Memorial Day: It’s Complicated… 

As I’m doing research on family ancestry, I’m finding a very high percentage of our family’s forebears who served in the Civil War (both north and south); quite a few Revolutionary War veterans, and several WWI AND WWII military. We have a couple of career military relatives who are currently serving who have been brave, earnest and dutiful in their service and we are proud of their sincerity.

I’ve both spoken and written in opposition to various wars and have filled many care packages for those serving overseas. It seems there is rarely “one right way” to view war and peace. I’ve been about speaking against misguided military intervention but honoring and respecting our soldiers. Kind of confusing.

In another case, I feel passionately that it was right to intervene with Hitler’s activities in WWII. But the internment camps for Japanese Americans during the same war was a misguided exercise in fear and racism, not unlike the attitude some hold toward “all Muslims” today (post-9/11 and post-Isis terrorism). And certainly the use of the atomic bomb demonstrated that there clearly are moral limits to the use of indiscriminate force.

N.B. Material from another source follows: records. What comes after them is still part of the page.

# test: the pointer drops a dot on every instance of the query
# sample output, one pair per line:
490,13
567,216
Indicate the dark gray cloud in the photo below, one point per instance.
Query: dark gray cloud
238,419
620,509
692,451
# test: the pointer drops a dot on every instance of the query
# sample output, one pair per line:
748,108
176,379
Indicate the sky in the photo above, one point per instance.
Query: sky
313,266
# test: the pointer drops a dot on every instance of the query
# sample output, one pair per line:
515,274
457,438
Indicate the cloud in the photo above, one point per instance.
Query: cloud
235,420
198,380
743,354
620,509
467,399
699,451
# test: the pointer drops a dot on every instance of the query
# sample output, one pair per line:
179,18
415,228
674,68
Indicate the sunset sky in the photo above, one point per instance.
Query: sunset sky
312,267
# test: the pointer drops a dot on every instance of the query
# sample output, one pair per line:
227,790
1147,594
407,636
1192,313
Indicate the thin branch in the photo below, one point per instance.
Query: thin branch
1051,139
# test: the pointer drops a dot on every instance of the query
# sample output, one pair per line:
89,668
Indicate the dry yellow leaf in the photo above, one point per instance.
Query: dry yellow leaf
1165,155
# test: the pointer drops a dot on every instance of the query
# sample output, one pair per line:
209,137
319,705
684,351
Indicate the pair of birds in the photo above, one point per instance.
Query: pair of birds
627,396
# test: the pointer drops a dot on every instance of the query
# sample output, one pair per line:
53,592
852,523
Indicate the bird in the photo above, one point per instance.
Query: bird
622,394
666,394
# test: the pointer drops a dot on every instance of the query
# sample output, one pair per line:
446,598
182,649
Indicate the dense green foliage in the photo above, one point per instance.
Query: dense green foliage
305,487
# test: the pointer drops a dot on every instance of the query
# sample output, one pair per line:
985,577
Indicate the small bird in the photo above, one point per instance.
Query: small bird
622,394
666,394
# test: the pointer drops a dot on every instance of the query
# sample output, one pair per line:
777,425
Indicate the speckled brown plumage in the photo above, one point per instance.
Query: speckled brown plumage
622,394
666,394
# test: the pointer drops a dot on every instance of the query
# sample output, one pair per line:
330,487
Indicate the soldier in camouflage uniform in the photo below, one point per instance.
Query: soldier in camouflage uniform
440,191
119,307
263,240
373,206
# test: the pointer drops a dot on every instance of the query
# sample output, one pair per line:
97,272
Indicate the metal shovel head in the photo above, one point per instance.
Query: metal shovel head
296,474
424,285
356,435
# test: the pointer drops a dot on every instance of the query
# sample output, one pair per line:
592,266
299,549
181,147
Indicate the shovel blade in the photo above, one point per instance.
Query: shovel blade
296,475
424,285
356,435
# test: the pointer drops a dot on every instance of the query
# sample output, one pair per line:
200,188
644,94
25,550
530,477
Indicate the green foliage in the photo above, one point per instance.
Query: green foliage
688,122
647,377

On holidays like Memorial Day, I often wish I could just be patriotic or just be completely against it all. It would be simpler, more fun for the moment to feel morally certain.

Unfortunately, we somehow have to keep walking the less popular road of the not-quite-middle-ground. It can be a lonely road in today’s political climate. To live a deeply spiritual life in our complex world means seeing the Sacred in every person and having compassion even for those whose point of view would choose to obliterate our viewpoint. Ugh!

It is easier when I watch birds fly, feel the wind in my face, pray and meditate at sunrise, look out on vast oceans and deserts, see the sunset over the horizon or hike up a tall mountain to view wilderness. It is easier when I let go of “us vs. them” and focus on oneness.

There is so much more to this universe than our own perspective. So I will lift my gratitude today for the triumph of love, unity, respect, diversity, kindness, and courage. I will celebrate the passage of time, moments of healing and reunion, and I will honor ancestors who sought to do their best – whatever their beliefs – and seek compassion and forgiveness for us all.

3 thoughts on “Memorial Day: It’s Complicated… 

  1. Hi Karen,

    I loved what you wrote! You did an amazing job of expressing the challenges that many of us baby boomers feel. We grew up post WWII. Our parents experienced the Great Depression and the war at a deeply personal level. We burned our bras, marched against mandatory ROTC, the Vietnam War, and insisted on our rights to the birth control pill and our right to choose. I look at whom is getting elected, the raping of our environment due to greed, the fact the evil doers on Wall Street are still smoking big cigars and I feel like I am caught in some strange twilight zone! What happened to my generation that we let these things happen? I recently have become more politically active. Otherwise, how can we face our grand children without being able to say, “I tried.”